По четвергам правонарушители получали посылки. В эти дни Танги брал большой кусок бумаги, делал из него кулек и отправлялся просить у товарищей. Иногда обладатели посылок сердились и всех прогоняли. Но чаще всего они не отказывали Танги, потому что он умел писать и каждый когда-нибудь нуждался в его услугах. К тому же он всегда ухаживал за больными. Кто давал ему кусочек хлеба, кто несколько изюмин или дольку апельсина; но больше всего ему перепадало шкурок. Он привык их есть и даже полюбил. Только шкурки от бананов казались ему немного жесткими: их было трудно глотать…
Те, кто получал посылки, по четвергам отказывались от вечерней каши. Они уступали ее сиротам и тем, кому ничего не присылали. В эти дни Танги поглощал пять-шесть котелков ячменной похлебки. Потом ему всегда становилось плохо. Часто у него начинались рези в животе. Однако у него не хватало духу отказываться от того, что ему предлагали. Он весь покрывался потом, но продолжал есть. Он становился красным, как рак, и раздувался, как шар. Порой ему становилось стыдно за себя. Он думал, что мерзко так набивать себе живот объедками товарищей. Но он уже познал дорогой ценой, что человеческое достоинство в трудном положении мало на что годится и лучше цепляться за жизнь, чего бы это ни стоило.
Еще мучительнее были для Танги перемены. Игры считались обязательными. Воспитанников делили на несколько отрядов. Каждому отряду отводили определенное место для игры. Существовали также «капо по играм». Воспитанников заставляли играть в игру, называвшуюся «чепас». Каждый отряд делился на две партии. На площадке проводили мелом две черты, разделяя ее на два лагеря.
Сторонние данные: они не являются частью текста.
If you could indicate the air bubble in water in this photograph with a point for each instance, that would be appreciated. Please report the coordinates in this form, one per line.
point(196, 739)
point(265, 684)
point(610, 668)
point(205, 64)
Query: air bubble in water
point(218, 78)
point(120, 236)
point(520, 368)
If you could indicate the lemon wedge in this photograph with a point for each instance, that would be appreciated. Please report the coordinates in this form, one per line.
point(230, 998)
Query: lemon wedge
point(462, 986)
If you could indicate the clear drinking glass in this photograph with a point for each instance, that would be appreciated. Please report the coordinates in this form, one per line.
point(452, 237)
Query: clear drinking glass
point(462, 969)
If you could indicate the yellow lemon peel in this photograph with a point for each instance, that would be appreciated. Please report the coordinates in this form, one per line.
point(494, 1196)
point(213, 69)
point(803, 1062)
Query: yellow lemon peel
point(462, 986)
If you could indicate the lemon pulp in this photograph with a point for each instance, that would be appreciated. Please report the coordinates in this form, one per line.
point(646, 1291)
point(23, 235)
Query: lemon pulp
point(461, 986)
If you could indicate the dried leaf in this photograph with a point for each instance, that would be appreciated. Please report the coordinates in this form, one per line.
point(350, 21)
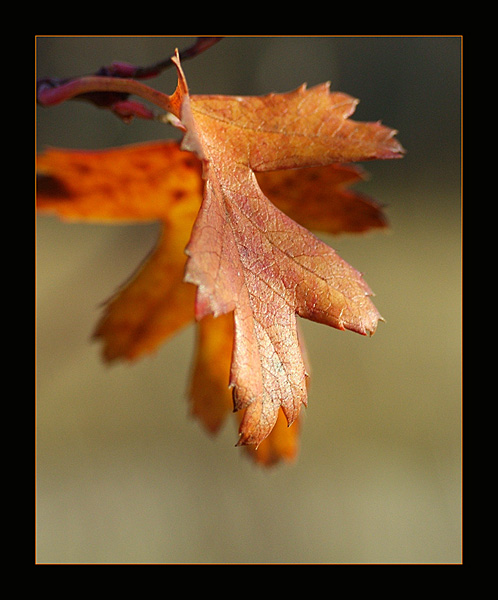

Тянули жребий, и одна партия шла в верхний лагерь, а другая — в нижний. Капитан нижнего лагеря кидал мяч капитану верхнего, который, схватив его, бежал в лагерь противника и старался «запятнать» одного из игроков. Игра состояла в том, что игроки одной партии угрожали другим или били мячом, а их противники старались увернуться от ударов. Если бросивший мяч попадал в игрока, тот считался «убитым», если промахивался, то сам выходил из игры.
Во время игры капо пользовались случаем, чтобы свести личные счеты. Они старались попасть своей жертве мячом в лицо или под ложечку. Мячи были жесткие, литые, они били очень больно. Танги без труда увертывался от ударов. Он был очень нервный, подвижной. Но, несмотря на это, он не любил игр и порой бегал со слезами на глазах. За всю часовую перемену братья давали мальчикам всего пять-шесть минут передышки. Это называлось «отдыхом». Тотчас возле уборной выстраивалась длинная очередь — туда запрещалось ходить во время игры. Если в приют случайно приходил какой-нибудь посетитель, воспитанники должны были делать вид, что они увлечены игрой; громко смеяться, бегать быстрей, весело кидать мяч. Танги ненавидел это лицемерие. Он молча смотрел на своих изнемогающих от голода и усталости товарищей, которые смеялись и кричали, притворяясь, что им весело. Он презирал их.
В приюте Танги постиг трудное искусство ненавидеть. Мальчик, которому так хотелось любить, становился замкнутым человеконенавистником. Он старался не разговаривать. Он избегал товарищей и чувствовал себя спокойно только среди грохота полировальных машин, во время отупляющей работы. Здесь он снова обретал себя. Нервы его отдыхали, лицо разглаживалось. Он даже иногда улыбался товарищам по работе. Он был счастлив, когда Матео посылал его за деталями для полировки и он мог запереться в уборной, чтобы выкурить папироску. Он ласково благодарил Матео.
В приюте был праздник. Ждали приезда епископа, который должен был заложить первый камень на постройке нового дортуара. Питомцам выдали новую форму. Перед тем они прошли в душевые, но на этот раз братья никого не избивали. В дортуарах и на дворе царило лихорадочное оживление. Епископа ждали к половине одиннадцатого. По всему дому носился аромат жареного мяса и картошки, от которого у Танги подводило живот. Воспитанников учили, как они должны себя вести: стать в два ряда и, когда между ними пойдет епископ, кричать: «Да здравствует монсиньор!», «Да здравствует папа!» В четверть десятого их уже выстроили во дворе. Они чувствовали себя неловко в новой форме и стояли, скрестив руки и переминаясь. Всех облетела сенсационная новость: на обед им дадут суп и картошку с мясом, а потом еще что-то на сладкое! Воспитанников охватило возбуждение. Стояла давящая, влажная духота. В половине двенадцатого они по-прежнему стояли во дворе, а епископ все не ехал. Все устали торчать на ногах под палящим солнцем.